Der Gesetzentwurf der Bundesregierung ließ dann erkennen, dass man sich in Berlin doch noch an die Vorgabe im Koalitionsvertrag erinnert, wonach die Aktionärsrechte im Online-Format „uneingeschränkt“ zu wahren seien. Das Pendel schlug zugunsten der Investoren aus, mit dem Ansinnen, die virtuelle HV möglichst nah an die gewohnte Präsenzversammlung heranzuführen. Nun kam der Aufschrei aus der Unternehmenswelt, hier wurden nun „verdoppelte“ Aktionärsrechte moniert, und es wurde befürchtet, die Emittenten könnten mit Fragen überflutet werden. Der Rechtsausschuss im Bundestag versuchte sich schließlich an einem Kompromiss, um einen geordneten Verlauf und eine angemessene Vorbereitung der Versammlung sicherzustellen. Das dürfte gelungen sein. Damit hat sich die Hoffnung der Emittenten gleichwohl nicht erfüllt, das Rad wieder zum Referentenentwurf zurückzudrehen.

Bei allen Bemühungen stellt die finale Fassung des Gesetzes Investoren und Emittenten nicht gänzlich zufrieden. Anleger bemängeln, dass ihre Rechte weiterhin eingeschränkt würden, weil die Unternehmen nicht nur eine Höchstzahl von Fragen pro Aktionär, sondern auch eine Gesamtzahl festlegen dürfen, sofern die Fragen vor der HV einzureichen sind. In dem Thema hat der Gesetzgeber aber zu Recht auf Exzesse reagiert, nachdem Kleinst­anleger das virtuelle Format ausgenutzt und kurz vor Ablauf der Einreichungsfrist auf Knopfdruck elektronisch Hunderte Fragen geschickt hatten. Institutionelle Anleger sollten unter der Eindämmung solcher Ausschweifungen jedoch nicht leiden; sie laufen nun aber Gefahr, bei Übersteigen der Höchstzahl an Fragen nicht zum Zug zu kommen. Um diesem Dilemma zu entgehen, werden Unternehmen diese Option hoffentlich nicht nutzen.

Nicht nur Investoren, auch Unternehmen, die befürchten, mit zu vielen und doppelten Fragen konfrontiert zu werden, dürften bestrebt sein, die Präsenz-HV möglichst virtuell zu simulieren. Die sowieso vorgeschriebene Einrichtung eines virtuellen Meldetisches für die Videokommunikation gibt dem Versammlungsleiter die bewährten Instrumente an die Hand, die Reihenfolge der Wortbeiträge festzulegen und Redezeiten zu begrenzen, falls zu viele Aktionäre vorstellig werden. Gerade bei kritischen Themen werden Unternehmen zudem lieber mündlich antworten wollen als schriftlich, weil Antworten schwarz auf weiß verbindlicheren Charakter haben – auch vor Gericht.

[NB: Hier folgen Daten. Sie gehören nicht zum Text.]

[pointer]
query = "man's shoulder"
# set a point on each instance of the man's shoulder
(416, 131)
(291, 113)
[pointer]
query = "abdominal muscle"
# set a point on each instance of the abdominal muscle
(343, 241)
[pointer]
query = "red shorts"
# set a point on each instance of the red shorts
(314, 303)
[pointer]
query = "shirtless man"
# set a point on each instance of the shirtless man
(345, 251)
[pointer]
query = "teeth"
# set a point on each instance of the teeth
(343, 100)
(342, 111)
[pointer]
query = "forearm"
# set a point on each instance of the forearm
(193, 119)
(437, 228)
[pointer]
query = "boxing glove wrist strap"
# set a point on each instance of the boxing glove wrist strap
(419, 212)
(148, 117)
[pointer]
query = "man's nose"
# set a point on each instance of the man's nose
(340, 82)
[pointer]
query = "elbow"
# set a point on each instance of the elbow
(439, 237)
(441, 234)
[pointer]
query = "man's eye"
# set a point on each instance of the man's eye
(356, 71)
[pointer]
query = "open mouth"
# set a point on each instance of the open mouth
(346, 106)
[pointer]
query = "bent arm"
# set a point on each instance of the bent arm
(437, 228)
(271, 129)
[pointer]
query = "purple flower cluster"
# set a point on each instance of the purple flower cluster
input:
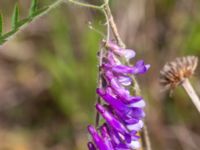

Während des Gesetzgebungsprozesses konnte man sich des Eindrucks nicht erwehren, dass Aufsichtsräte und Anleger nicht an einem Strang ziehen, um die Hauptversammlung als zentrales Element von Corporate Governance und Aktionärsdemokratie zu erhalten. Es sollten nun alle Parteien sehr darum bemüht sein, dass sich dieser Eindruck in der Praxis nicht erhärtet.